A tooth infection or tooth abscess is usually the result of untreated decay or a cracked tooth. This enables the bacteria to penetrate the enamel and infect the nerves located in the pulp of the tooth leading to an abscess. An abscessed tooth is a collection of pus that causes troubling symptoms. There are several types of tooth infection or abscess such as periapical abscess, periodontal abscess, gingival abscess, pericoronal abscess, and combined periodontic endodontic abscess. Management of a tooth infection is important as if left untreated, can lead to sepsis and airway compromise.
The risks of complications are higher in those with suppressed or weakened immune systems. The diagnosis of a tooth infection can be made based on the patient’s history, examination, and supported by a dental radiograph. The goal of treatment is to kill the offending pathogen using antibiotics and pus drainage. If the tooth can be restored, a root canal therapy can be performed. However, extraction and curettage should be done for a non-restorable tooth.
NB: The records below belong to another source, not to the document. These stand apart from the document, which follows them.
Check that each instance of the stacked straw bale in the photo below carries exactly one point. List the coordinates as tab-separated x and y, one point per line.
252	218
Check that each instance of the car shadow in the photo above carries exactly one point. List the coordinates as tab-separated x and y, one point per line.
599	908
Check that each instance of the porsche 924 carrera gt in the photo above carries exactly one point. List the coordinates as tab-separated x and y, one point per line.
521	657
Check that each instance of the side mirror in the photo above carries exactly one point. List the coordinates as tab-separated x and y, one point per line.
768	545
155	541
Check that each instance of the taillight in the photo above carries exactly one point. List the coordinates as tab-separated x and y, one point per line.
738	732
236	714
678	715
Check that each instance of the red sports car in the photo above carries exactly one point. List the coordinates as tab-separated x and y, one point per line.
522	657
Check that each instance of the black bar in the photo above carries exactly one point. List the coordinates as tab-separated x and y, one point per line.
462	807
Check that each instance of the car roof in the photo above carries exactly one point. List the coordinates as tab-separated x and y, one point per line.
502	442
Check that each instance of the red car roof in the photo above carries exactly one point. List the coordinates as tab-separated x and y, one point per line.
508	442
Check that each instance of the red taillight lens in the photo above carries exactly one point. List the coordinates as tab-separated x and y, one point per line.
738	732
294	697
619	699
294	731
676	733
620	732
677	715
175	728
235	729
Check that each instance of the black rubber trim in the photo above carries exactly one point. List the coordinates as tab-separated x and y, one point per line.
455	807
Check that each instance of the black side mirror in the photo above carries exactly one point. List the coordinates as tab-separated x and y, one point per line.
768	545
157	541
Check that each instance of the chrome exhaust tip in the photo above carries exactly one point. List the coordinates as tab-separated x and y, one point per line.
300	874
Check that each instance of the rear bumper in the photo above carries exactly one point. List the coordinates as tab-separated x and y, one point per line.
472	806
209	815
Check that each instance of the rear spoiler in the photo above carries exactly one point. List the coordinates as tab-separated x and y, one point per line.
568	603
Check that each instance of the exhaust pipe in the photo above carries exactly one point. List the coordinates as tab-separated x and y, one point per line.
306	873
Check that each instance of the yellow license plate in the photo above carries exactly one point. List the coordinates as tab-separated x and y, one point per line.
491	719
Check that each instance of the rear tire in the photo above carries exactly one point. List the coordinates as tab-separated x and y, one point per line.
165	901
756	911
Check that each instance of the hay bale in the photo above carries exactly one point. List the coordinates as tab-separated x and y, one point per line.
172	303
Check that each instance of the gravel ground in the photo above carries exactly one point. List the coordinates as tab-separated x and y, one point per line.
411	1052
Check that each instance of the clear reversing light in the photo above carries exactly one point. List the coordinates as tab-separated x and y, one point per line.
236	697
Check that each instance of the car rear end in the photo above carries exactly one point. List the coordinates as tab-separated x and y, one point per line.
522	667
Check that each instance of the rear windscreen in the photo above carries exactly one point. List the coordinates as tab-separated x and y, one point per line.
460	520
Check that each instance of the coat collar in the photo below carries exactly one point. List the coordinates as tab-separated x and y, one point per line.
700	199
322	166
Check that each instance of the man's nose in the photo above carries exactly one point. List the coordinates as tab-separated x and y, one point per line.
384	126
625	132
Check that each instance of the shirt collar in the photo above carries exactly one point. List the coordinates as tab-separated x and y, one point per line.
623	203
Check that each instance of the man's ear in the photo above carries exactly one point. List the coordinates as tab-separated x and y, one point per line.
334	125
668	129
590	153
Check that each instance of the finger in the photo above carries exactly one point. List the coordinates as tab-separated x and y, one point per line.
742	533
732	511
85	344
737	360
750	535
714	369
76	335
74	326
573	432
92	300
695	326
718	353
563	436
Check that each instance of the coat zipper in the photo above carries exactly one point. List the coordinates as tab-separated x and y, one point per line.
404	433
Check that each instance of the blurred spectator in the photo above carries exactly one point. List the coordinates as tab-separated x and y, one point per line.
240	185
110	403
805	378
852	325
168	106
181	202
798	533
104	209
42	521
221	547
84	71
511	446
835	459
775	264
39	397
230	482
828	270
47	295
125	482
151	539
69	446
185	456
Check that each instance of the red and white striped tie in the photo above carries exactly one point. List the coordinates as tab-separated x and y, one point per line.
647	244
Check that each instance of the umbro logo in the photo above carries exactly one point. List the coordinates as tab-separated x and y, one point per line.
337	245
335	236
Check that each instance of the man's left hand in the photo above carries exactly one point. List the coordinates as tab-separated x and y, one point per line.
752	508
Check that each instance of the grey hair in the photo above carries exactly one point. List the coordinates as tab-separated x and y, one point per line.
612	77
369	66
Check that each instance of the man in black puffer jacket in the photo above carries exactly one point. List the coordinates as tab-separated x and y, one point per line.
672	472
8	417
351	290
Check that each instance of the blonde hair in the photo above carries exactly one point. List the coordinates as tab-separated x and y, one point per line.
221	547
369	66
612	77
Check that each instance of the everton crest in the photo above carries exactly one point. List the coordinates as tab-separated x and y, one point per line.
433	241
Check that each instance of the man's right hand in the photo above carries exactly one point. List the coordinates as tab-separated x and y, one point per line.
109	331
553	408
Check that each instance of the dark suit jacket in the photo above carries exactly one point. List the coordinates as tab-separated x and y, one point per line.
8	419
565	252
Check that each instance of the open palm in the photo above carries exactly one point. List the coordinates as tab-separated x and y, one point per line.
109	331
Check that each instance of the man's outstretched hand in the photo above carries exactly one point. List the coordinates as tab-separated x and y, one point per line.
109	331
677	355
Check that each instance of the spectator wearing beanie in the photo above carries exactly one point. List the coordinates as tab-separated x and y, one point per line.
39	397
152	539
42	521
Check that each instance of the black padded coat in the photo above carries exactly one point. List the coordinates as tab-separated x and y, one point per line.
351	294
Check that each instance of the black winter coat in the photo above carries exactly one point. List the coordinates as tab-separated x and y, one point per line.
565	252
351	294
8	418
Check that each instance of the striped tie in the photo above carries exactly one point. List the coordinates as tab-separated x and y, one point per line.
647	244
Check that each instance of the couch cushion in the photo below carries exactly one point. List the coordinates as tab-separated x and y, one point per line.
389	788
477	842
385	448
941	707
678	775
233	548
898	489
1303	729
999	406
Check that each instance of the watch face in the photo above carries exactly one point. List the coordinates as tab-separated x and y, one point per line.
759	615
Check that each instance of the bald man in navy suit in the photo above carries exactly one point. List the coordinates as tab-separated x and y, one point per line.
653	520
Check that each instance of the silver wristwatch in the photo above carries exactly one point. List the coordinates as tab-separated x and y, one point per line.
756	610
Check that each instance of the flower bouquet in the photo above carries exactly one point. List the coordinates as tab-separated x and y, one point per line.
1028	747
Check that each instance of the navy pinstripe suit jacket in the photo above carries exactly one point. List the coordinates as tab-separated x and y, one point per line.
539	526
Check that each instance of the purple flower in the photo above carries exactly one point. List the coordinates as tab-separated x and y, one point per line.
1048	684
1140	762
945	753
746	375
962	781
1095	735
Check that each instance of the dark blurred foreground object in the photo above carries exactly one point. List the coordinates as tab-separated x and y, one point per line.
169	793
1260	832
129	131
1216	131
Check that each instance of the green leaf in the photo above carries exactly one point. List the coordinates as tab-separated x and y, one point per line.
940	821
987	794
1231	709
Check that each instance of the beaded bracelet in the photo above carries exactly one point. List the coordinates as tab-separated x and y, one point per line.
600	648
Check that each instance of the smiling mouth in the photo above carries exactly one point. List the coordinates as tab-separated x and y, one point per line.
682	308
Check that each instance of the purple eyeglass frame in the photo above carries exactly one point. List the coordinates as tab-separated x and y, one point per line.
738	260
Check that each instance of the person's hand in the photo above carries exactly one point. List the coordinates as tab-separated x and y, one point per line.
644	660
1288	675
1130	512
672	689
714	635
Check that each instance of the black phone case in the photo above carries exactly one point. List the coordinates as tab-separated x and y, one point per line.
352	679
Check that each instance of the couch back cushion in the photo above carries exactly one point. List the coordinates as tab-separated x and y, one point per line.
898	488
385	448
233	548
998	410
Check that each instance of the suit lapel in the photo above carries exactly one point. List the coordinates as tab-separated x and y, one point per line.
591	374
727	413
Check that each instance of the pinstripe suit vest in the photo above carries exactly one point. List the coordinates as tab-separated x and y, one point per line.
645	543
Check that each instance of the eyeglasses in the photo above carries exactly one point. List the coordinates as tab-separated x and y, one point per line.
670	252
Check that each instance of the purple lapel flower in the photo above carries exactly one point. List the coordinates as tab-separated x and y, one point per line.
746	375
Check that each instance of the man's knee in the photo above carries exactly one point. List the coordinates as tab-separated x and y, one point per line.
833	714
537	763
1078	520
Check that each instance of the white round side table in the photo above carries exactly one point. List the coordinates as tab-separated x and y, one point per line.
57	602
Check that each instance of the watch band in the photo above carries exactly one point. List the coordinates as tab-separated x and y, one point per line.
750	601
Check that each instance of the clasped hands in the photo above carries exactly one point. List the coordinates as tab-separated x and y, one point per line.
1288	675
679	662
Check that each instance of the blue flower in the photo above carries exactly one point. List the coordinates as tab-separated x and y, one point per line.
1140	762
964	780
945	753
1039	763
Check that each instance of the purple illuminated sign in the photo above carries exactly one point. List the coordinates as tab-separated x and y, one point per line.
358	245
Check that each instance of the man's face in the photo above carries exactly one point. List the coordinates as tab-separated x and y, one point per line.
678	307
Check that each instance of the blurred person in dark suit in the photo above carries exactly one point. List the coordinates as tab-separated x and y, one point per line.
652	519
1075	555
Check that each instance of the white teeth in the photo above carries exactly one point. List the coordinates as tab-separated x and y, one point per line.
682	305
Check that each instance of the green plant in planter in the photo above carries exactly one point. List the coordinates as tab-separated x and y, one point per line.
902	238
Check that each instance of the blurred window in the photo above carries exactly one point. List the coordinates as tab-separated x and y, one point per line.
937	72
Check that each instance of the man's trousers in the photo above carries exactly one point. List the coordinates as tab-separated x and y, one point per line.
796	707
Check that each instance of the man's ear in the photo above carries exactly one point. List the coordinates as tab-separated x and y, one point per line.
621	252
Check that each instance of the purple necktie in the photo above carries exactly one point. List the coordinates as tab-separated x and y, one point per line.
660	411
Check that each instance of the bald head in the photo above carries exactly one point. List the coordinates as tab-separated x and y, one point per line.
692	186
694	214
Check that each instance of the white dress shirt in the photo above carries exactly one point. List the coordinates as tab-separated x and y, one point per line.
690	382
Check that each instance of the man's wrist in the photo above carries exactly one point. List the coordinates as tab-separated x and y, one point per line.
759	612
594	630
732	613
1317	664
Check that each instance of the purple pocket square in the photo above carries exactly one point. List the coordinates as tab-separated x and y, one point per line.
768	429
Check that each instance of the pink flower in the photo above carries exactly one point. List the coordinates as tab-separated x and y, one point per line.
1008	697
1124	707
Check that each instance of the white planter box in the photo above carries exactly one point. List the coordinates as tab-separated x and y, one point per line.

Tooth Infection Symptom #1: Swelling
Swelling or edema is one of the hallmarks of inflammation. It can be defined as an enlargement of the affected area due to the accumulation of fluid in the affected area and its adjacent tissues. Systemic swelling involves the whole body while localized swelling is confined to one area.
Swelling usually occurs when there is inflammation or infection. In a tooth infection, the involvement of the gums may result in the swelling of the surrounding tissues and can even be seen on the jaw. Patients who experience swelling should seek dental care to prevent it from becoming a chronic infection.